No existe un momento fijo en la memoria histórica de nuestra vida individual en el que podamos situar el día y hora en el que aprendimos a leer. La primera letra. Una vocal cualquiera. Quizá la O. O quizá la I. Pizarras de tiza y cuadernillos amarillentos, los “Rubio”, y nuestra grafía modelizada se abría paso a golpe de bolígrafo de tinta derramada y de borrón entre escuadra y cartabón. Años de piedra, papel o tijera, entre marquetería de encargo sacerdotal los sábados extraescolares.
A punto de cumplir dos años, alguien en mi casa tomó la decisión de convertirme en menor acompañado en colegio de monjas. Y habida cuenta que era el menor de aquella patulea de mequetrefes con baby, consintieron en que deambulase con un triciclo entre los carriles de las mesas, mientras el resto de ganapanes aprendían a leer y escribir.
Mi misión en el mundo de mis dos años era rodar como Bahamontes entre rufianes a dos pesetas que se esmeraban con los bártulos de escriba. Mi otra función era regular el acceso al baño de la clase con una lámina verde si el urinario quedaba vacío, o cárdeno si alguien hacía uso de él. Huelga decir que mi rebeldía natural me hacía invertir los discos, y precipitaba situaciones embarazosas, en aquella época donde los niños y las niñas no sabían de género al ritmo de las canciones rancias de los Payasos de la Tele.
Al acabar aquel año, y después de cincelarme una cicatriz en la ceja tras un derrape innecesario de mi vehículo que acabó contra un radiador hirviente, la monja Gregoria, más madrastra que monja, me sentó sobre los faldones de su hábito gris arena para decirme que me esperaba el año próximo con los niños de mi edad. En aquel momento, comencé a leer con menos pausa que un badulaque en el Congreso de los Diputados los renglones de la pizarra.
Esa mujer, madrastra, monja, maestra, la 4M, pensó que debía ser el milagro de P Tinto o que me habían iluminado las misiones, pues mi cabeza con la cicatriz era como una hucha del Domund de la época. Un monumento irreverente conforme a la nueva protocultura actual, por racista. Como si los pobrecitos de África tuvieran que ser blancos cuando eran negros congénitos.
A partir de allí, todo lo que vino después. El Capitán Trueno, el Jabato, Sigrid, Crispín, Goliat, Taurus, Mortadelo y Filemón, Zipi y Zape, Bacterio, Popeye, Sacarino y Rompetechos. El misterio de decenas de libros en mi casa que nadie leía. Colecciones de best sellers americanos de los años sesenta. El boom de los coleccionables en España en los últimos setenta. El Espasa Calpe atomizado en siete tomos ilustrados bañados en azul y oro, con cinta roja de separación.

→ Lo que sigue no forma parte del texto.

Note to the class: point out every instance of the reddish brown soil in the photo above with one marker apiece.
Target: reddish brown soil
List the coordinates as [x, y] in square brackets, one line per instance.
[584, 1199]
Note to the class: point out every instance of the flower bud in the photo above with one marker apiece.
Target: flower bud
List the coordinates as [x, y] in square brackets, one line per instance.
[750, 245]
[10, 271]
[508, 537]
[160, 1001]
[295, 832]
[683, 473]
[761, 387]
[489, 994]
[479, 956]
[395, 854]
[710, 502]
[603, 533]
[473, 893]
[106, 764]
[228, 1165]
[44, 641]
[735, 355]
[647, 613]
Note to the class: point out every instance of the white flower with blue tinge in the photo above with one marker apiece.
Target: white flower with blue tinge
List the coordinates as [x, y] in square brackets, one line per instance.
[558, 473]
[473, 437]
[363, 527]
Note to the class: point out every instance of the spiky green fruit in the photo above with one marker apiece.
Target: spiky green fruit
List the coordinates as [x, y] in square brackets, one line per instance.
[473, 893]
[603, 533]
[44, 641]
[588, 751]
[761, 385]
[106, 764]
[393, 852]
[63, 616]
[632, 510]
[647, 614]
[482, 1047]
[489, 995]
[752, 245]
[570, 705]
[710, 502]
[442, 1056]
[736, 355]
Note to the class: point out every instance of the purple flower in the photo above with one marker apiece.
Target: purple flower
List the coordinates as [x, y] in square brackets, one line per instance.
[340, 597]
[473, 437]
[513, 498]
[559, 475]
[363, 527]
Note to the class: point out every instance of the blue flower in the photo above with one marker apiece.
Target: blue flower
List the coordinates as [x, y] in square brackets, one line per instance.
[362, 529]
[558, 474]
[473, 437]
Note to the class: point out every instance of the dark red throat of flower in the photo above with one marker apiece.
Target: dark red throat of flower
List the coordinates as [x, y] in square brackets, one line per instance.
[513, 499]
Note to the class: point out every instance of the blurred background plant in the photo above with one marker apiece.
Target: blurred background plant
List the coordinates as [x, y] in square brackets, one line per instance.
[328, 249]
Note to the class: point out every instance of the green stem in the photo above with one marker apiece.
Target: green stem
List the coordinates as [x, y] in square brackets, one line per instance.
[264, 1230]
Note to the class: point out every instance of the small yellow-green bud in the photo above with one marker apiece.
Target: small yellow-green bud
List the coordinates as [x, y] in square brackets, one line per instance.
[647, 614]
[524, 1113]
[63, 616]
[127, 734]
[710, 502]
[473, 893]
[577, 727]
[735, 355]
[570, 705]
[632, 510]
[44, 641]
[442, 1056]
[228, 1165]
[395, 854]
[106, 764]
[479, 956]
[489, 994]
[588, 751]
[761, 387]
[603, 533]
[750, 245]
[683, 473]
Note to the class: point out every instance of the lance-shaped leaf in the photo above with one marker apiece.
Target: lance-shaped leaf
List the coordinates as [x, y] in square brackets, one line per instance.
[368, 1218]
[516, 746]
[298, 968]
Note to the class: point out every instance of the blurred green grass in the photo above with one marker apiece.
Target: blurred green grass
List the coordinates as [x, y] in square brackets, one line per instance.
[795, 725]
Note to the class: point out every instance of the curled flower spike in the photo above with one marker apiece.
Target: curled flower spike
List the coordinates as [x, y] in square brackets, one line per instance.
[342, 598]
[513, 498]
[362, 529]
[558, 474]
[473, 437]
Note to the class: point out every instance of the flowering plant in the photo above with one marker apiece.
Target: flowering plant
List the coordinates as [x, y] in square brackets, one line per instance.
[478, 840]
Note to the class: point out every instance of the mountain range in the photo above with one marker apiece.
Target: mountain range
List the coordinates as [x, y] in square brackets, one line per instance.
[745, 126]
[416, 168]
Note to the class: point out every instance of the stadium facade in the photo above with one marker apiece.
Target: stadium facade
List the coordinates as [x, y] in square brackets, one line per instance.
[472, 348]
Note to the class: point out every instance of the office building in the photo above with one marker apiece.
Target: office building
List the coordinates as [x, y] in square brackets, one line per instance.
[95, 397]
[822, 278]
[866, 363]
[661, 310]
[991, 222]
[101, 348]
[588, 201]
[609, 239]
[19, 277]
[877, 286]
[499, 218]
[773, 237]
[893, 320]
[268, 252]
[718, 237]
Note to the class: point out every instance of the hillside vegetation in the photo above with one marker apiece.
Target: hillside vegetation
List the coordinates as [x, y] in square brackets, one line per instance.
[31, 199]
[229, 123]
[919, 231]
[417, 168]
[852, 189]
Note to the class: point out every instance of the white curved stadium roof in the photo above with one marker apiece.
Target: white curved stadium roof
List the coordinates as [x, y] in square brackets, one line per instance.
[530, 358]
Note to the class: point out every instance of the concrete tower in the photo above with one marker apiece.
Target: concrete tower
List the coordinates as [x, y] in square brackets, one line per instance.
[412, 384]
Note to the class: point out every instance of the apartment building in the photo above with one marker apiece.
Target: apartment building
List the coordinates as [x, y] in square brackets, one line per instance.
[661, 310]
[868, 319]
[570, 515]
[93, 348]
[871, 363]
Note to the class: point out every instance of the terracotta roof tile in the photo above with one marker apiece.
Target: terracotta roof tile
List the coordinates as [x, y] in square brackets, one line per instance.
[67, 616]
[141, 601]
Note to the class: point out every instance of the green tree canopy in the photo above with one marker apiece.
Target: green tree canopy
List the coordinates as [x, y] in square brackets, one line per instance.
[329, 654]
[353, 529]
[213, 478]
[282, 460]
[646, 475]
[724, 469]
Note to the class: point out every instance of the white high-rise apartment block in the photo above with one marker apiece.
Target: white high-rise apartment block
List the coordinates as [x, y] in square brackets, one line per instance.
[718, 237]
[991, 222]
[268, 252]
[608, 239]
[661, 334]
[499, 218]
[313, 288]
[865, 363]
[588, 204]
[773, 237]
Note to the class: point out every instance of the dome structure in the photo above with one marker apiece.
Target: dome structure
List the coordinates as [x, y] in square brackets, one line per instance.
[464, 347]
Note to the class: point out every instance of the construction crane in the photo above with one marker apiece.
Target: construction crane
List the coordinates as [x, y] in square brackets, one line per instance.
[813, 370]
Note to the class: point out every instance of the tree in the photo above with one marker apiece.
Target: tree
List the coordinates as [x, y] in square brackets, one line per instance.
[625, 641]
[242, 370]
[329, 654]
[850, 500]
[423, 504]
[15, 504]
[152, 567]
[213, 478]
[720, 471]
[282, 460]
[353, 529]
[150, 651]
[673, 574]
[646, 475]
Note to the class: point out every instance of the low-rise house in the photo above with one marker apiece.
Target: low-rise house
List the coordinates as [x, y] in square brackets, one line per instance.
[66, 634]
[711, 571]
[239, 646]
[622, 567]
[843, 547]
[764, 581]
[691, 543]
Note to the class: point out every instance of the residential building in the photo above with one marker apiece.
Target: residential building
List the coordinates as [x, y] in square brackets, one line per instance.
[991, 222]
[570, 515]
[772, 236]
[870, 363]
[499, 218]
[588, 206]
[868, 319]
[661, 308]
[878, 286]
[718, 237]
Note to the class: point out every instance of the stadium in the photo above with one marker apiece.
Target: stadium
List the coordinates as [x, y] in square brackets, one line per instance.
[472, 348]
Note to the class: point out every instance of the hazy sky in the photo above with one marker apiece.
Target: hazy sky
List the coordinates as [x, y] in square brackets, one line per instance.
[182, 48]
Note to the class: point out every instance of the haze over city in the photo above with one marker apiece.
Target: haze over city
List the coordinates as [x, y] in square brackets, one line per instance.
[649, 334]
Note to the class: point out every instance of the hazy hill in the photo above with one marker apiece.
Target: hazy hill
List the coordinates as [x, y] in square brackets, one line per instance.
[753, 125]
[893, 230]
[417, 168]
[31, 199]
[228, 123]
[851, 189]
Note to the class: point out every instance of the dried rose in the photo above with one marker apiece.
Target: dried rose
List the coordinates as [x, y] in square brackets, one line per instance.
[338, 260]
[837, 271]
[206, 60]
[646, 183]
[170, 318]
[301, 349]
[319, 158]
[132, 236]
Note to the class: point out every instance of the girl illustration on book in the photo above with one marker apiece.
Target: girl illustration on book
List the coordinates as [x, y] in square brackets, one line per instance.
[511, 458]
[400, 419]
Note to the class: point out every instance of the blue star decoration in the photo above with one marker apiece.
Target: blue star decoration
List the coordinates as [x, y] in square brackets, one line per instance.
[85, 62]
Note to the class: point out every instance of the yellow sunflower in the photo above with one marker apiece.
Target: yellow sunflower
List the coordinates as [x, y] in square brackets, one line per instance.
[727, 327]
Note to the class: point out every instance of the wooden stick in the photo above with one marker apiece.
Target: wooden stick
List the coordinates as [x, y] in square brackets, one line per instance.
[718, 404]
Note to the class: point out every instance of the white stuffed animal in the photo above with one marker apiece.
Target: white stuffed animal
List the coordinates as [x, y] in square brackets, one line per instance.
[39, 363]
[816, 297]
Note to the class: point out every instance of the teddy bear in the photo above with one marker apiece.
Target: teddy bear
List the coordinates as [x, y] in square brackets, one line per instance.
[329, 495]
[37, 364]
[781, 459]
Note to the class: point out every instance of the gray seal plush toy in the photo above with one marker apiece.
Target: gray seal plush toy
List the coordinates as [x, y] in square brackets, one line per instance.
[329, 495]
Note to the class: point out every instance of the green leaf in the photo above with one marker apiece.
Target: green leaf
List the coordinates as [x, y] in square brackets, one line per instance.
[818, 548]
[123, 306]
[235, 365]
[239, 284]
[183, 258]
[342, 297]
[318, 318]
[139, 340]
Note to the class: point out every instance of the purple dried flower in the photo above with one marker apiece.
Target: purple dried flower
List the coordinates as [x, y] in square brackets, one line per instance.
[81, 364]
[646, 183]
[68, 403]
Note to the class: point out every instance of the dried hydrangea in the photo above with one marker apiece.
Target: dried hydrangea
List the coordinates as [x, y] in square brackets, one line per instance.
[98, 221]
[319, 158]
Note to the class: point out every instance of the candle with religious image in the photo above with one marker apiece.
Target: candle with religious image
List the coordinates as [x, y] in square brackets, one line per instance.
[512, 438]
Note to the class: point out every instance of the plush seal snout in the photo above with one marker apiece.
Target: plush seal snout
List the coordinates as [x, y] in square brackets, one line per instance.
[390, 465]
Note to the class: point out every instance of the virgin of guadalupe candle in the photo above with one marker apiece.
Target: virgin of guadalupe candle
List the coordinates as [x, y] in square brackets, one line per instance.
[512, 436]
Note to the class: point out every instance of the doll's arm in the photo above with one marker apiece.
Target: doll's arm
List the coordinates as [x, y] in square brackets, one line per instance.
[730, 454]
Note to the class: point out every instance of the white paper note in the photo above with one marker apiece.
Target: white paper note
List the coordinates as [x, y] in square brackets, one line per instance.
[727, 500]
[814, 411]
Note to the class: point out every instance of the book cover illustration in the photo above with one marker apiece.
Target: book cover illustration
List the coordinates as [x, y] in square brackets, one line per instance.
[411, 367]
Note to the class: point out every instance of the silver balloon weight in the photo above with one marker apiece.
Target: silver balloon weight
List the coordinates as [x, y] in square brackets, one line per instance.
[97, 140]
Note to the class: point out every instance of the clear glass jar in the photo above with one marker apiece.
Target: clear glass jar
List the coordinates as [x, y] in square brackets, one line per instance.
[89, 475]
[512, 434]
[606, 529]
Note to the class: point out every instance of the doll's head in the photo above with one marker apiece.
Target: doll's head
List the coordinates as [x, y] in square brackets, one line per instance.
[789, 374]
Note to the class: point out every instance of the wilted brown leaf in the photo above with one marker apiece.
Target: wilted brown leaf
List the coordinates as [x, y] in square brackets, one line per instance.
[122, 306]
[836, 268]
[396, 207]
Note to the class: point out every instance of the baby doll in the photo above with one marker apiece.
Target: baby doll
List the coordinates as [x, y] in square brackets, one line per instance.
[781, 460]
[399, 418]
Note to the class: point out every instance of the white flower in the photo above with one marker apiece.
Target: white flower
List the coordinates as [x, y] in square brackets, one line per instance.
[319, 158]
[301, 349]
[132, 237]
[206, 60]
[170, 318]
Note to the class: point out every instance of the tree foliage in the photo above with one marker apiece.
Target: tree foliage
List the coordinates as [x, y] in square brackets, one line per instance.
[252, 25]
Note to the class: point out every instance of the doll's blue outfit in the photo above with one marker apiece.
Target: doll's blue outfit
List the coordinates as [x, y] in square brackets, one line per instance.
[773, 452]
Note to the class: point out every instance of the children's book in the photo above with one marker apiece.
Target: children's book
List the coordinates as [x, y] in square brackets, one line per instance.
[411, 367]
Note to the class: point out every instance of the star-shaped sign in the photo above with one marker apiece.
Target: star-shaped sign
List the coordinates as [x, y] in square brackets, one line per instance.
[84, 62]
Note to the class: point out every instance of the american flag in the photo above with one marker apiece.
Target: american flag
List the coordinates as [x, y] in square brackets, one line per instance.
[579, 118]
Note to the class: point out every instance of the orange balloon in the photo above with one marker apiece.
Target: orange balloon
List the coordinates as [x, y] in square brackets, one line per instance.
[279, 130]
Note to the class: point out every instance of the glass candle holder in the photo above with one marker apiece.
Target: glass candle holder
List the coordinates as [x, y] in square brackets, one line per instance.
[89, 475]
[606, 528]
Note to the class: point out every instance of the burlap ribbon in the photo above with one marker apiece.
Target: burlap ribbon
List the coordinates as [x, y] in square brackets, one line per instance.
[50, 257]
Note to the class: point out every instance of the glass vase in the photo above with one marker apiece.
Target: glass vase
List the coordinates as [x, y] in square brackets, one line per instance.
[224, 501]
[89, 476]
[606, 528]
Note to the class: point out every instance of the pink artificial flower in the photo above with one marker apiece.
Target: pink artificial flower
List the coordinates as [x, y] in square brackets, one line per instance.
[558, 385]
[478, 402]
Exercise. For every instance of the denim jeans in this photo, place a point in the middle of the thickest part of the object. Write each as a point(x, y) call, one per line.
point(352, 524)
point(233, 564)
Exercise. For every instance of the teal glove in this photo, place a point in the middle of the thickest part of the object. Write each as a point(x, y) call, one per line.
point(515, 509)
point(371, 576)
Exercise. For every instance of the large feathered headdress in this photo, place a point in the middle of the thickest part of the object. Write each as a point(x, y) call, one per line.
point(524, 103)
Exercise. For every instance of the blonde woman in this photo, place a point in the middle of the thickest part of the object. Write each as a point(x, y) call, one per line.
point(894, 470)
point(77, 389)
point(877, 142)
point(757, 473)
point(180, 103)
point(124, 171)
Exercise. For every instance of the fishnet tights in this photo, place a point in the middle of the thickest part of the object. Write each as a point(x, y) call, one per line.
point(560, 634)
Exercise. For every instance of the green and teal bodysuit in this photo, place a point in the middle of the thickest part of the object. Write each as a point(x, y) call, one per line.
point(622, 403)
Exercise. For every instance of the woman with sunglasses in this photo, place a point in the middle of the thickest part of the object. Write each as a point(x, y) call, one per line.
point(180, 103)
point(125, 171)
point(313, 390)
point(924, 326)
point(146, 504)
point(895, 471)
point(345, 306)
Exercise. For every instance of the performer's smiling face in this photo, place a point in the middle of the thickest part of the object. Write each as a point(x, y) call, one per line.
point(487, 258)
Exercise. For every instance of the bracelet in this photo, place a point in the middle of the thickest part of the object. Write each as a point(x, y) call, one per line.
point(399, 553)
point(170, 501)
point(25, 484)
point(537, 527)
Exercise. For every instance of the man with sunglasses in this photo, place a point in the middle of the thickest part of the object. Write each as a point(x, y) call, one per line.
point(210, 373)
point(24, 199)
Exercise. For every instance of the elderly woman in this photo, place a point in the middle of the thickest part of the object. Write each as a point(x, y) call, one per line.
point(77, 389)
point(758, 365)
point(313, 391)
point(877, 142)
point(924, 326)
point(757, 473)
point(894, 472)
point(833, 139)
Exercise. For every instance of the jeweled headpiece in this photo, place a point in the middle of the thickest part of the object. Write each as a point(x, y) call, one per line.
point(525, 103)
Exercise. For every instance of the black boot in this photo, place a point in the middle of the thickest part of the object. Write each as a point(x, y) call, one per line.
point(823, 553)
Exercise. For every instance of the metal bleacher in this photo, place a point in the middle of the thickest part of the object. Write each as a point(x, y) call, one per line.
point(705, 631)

Pronto la biblioteca municipal con sus colecciones cromadas, sus Premios Planeta en versión granate cuello alto y los clásicos latinoamericanos cuando ni eran clásicos ni vivían ya en America Latina. Y así Nabokov, Mann, Faulkner, Bashevis Singer, Joyce, Bellow. Mediterráneo con Marsé y Vázquez Montalbán. Borges indigesto. Llosa enredado con Marquez. Poirot envenenando a Marple en cualquier templete de Pollensa. Lecturas sin solución de continuidad, sin orden ni concierto, como un adicto en busca de su pico.
Y así llegarían los felices noventa y, con ellos, otra generación de escritores, algunos ya más productos de consumo editorial que glorias literarias, por mucho que recibieran premios y homenajes. El triunfo de la industria cultural. Industria y cultura. Palabras tan incompatibles como Memoria e Historia.
Me hice amigo de grandes escritores, algunos rendidos a la ley de la oferta y de la demanda. Compartí con ellos casetas en la Feria del Libro de Madrid, noches sin mascarilla con confidencias a la cuarta copa, terapia de necesidad cuando el mercado abandona al buen escritor. Fui y soy escritor entre escritores, con derechos de autor hasta la descatalogación. Junté letras, ensamblé palabras y amasé frases, capítulos y novelas.
Pero el escritor necesita lectores, tanto como el amante, amantes. Y cada vez menguan más, devorados por la inmediatez, el minifundismo de la palabra fragmentaria de la comunicación exprés. También falta el tiempo que nos roban los móviles. Y hasta inteligencia para comprender. Hasta interés para aprender. Falta volver a aprender a leer. Volver a la tiza, a la caligrafía, al verbo del subjuntivo y al futuro simple. No faltan libros como en la obra de Bradbury. Faltan lectores. Que San Jorge nos ilumine.